Zie Op rollen gebaseerd toegangsbeheer voor Microsoft Intune voor meer informatie.

EpmTools PowerShell-module

Elk apparaat dat Endpoint Privilege Management-beleid ontvangt, installeert de EPM Microsoft Agent om deze beleidsregels te beheren. De agent bevat de EpmTools PowerShell-module, een set cmdlets die u op een apparaat kunt importeren. U kunt de cmdlets van EpmTools gebruiken om het volgende te doen:

  • Problemen met Endpoint Privilege Management vaststellen en oplossen.
  • Haal bestandskenmerken rechtstreeks op vanuit een bestand of toepassing waarvoor u een detectieregel wilt maken.
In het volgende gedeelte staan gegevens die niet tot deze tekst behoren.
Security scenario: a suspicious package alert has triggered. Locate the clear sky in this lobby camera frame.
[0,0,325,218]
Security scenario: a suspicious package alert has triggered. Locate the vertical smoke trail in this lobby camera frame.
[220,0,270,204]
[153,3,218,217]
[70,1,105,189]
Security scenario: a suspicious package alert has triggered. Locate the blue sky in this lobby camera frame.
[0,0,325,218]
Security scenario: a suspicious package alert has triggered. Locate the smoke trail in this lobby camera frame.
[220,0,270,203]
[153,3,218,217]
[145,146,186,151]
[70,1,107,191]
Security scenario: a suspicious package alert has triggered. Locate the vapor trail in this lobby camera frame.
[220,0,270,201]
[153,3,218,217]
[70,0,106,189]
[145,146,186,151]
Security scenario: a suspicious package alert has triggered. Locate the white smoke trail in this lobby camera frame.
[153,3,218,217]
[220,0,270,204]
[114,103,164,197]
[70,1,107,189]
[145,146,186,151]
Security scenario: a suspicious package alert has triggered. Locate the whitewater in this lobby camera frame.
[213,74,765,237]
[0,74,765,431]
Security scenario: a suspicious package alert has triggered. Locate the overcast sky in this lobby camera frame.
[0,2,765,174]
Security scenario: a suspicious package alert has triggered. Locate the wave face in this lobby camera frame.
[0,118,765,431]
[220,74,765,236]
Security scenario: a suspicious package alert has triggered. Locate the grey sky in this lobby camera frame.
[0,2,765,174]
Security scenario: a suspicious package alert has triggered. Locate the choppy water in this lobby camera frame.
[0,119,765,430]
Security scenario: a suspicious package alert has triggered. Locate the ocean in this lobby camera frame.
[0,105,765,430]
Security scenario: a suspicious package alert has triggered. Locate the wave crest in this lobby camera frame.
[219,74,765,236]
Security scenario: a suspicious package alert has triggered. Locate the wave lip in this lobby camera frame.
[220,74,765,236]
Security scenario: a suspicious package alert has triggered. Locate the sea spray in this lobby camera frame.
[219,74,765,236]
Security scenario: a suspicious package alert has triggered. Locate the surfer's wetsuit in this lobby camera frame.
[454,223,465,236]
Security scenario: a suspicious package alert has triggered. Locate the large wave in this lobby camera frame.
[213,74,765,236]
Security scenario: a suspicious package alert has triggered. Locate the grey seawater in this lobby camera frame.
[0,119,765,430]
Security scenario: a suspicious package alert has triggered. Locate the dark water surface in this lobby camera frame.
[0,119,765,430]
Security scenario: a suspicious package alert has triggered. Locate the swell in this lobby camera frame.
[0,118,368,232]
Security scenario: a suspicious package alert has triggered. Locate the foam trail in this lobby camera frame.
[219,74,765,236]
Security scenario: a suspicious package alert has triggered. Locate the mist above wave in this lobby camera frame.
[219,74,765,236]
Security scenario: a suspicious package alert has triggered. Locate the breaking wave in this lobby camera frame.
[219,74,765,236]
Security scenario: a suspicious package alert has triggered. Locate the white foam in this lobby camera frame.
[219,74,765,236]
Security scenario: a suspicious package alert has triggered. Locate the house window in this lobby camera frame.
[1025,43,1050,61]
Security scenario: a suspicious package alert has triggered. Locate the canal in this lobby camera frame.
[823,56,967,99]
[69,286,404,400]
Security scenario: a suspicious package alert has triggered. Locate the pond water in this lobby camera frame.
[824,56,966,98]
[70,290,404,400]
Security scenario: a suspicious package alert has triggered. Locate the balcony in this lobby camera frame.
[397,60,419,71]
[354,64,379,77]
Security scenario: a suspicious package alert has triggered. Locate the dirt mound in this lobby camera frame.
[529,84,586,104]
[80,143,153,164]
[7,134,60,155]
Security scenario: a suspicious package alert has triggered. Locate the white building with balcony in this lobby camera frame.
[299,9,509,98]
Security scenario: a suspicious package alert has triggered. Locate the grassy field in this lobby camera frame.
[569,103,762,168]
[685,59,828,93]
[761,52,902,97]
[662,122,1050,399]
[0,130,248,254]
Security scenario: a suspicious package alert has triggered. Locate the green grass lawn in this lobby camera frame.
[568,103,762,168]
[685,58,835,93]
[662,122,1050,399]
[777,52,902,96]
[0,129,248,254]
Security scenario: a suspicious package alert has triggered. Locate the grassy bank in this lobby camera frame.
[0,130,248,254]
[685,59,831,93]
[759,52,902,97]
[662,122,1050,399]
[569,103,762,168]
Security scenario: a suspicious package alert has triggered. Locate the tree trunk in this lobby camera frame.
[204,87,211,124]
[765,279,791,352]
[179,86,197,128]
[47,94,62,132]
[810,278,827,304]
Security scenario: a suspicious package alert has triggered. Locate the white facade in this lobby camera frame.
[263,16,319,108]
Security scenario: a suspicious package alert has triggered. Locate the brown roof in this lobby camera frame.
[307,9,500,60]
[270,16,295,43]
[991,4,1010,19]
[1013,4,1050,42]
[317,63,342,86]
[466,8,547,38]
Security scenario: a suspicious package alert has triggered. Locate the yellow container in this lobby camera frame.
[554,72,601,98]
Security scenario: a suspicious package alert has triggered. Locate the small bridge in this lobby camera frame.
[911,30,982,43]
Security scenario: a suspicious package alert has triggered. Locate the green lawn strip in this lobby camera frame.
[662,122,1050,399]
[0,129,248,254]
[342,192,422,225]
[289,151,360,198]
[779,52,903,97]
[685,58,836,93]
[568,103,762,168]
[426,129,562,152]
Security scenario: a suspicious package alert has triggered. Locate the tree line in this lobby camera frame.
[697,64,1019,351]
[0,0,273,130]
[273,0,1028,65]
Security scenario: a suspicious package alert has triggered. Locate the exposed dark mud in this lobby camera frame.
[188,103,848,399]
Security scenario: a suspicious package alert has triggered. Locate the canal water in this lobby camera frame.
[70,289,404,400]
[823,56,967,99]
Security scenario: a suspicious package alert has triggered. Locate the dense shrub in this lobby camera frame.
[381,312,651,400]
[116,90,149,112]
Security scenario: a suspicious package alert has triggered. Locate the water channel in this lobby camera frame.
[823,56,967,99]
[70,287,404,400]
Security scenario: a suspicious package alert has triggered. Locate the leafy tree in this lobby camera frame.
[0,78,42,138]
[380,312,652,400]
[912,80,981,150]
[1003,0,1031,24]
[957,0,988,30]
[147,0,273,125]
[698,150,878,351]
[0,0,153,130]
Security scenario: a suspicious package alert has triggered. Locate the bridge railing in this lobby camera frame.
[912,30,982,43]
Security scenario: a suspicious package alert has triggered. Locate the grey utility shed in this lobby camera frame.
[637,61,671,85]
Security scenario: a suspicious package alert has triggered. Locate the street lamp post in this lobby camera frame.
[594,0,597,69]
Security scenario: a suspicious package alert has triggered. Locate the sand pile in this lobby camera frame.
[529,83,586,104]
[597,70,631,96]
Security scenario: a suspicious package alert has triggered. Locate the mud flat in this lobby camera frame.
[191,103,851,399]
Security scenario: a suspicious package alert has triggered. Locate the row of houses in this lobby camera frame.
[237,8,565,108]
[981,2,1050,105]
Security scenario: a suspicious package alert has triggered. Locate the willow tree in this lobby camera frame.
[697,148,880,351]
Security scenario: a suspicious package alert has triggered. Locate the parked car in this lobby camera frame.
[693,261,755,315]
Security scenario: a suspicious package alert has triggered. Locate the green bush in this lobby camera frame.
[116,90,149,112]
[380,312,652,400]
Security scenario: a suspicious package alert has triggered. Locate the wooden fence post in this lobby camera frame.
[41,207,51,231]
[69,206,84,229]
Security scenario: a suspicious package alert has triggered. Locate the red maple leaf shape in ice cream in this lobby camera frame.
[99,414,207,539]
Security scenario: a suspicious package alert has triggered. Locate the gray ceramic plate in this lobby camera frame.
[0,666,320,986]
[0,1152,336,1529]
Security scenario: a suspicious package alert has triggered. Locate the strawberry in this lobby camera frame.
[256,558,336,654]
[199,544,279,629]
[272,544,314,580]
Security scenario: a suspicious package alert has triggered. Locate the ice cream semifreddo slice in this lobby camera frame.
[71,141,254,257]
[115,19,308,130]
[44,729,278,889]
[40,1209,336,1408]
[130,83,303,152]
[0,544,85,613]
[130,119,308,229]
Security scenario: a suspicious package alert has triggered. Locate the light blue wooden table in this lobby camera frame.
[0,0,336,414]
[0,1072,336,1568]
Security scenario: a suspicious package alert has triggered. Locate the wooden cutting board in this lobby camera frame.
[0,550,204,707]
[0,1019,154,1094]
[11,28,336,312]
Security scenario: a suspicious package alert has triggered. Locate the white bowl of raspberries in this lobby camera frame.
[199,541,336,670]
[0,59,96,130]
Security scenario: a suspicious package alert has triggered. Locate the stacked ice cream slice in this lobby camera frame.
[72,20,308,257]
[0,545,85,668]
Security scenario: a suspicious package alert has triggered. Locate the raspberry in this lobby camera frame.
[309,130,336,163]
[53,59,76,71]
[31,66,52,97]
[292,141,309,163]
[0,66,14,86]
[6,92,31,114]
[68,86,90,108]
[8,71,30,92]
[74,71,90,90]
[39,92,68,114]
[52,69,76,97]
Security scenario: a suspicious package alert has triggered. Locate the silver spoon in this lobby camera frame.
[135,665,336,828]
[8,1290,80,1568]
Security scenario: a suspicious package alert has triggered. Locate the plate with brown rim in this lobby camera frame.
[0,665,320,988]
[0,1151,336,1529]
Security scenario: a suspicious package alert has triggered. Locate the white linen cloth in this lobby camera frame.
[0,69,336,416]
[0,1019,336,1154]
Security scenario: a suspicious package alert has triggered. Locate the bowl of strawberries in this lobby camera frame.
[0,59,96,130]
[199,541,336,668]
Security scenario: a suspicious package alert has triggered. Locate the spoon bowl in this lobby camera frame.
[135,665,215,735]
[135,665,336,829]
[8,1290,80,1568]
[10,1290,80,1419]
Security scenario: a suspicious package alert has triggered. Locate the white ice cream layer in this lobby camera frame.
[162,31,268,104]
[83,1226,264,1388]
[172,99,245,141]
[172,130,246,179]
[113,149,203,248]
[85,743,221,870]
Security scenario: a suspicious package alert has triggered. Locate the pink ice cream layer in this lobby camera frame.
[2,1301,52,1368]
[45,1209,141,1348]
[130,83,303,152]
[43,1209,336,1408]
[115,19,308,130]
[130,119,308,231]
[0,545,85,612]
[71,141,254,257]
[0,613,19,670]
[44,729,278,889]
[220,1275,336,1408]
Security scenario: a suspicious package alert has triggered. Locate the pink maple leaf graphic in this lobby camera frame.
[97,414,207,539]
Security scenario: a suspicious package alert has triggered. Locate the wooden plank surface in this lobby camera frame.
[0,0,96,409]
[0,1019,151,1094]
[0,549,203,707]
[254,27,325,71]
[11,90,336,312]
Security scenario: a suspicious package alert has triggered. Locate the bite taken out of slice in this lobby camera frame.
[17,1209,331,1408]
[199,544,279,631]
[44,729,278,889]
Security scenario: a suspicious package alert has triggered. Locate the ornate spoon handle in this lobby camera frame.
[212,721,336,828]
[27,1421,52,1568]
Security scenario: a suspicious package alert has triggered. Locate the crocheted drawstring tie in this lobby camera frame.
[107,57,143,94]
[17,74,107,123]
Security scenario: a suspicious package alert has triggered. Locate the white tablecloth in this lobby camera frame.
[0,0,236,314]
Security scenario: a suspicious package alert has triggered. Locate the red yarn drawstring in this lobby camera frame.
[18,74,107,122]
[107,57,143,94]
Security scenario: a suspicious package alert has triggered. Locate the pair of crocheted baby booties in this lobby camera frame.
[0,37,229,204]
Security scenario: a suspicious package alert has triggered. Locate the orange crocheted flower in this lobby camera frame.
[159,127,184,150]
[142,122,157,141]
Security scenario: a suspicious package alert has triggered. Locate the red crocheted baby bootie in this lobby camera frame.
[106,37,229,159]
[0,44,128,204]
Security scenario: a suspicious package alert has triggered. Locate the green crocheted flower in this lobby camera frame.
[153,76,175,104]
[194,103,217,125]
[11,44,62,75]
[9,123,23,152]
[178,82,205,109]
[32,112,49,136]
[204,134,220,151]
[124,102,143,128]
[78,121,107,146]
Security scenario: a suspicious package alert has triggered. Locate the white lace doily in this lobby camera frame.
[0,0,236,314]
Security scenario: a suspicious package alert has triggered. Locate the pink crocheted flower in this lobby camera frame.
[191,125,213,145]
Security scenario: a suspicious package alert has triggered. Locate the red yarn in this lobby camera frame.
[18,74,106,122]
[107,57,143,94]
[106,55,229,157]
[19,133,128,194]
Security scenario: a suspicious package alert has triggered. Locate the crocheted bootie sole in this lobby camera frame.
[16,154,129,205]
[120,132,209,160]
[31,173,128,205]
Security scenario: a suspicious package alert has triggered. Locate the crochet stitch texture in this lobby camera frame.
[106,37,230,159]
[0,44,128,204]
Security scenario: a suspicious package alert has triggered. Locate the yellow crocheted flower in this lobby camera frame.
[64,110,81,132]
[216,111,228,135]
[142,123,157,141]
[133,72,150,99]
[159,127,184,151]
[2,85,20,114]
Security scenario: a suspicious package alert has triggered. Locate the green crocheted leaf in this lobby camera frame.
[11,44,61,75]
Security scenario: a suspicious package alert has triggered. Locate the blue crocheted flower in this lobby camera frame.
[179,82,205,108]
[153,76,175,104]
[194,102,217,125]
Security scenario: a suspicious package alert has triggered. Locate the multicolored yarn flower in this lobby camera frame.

De EpmTools PowerShell-module installeren

De PowerShell-module EPM Tools is beschikbaar vanaf elk apparaat dat EPM-beleid heeft ontvangen. De EpmTools PowerShell-module importeren:

Import-Module 'C:\Program Files\Microsoft EPM Agent\EpmTools\EpmCmdlets.dll'

Hier volgen de beschikbare cmdlets:

  • Get-Policies: haalt een lijst op van alle beleidsregels die door de Epm-agent zijn ontvangen voor een bepaald PolicyType (ElevationRules, ClientSettings).
  • Get-DeclaredConfiguration: haalt een lijst met WinDC-documenten op die het beleid identificeren dat op het apparaat is gericht.
  • Get-DeclaredConfigurationAnalysis: haalt een lijst op met WinDC-documenten van het type MSFTPolicies en controleert of het beleid al aanwezig is in epm-agent (kolom Verwerkt).
  • Get-ElevationRules: voer een query uit op de zoekfunctionaliteit van EpmAgent en haalt regels op die zijn opgegeven op zoekactie en doel. Zoeken wordt ondersteund voor FileName en CertificatePayload.
  • Get-ClientSettings: alle bestaande beleidsregels voor clientinstellingen verwerken om de effectieve clientinstellingen weer te geven die door de EPM-agent worden gebruikt.
  • Get-FileAttributes: haalt bestandskenmerken op voor een .exe bestand en extraheert de Publisher- en CA-certificaten naar een ingestelde locatie die kan worden gebruikt om eigenschappen van uitbreidingsregel voor een bepaalde toepassing in te vullen.

Raadpleeg het bestandreadme.txt in de map EpmTools op het apparaat voor meer informatie over elke cmdlet.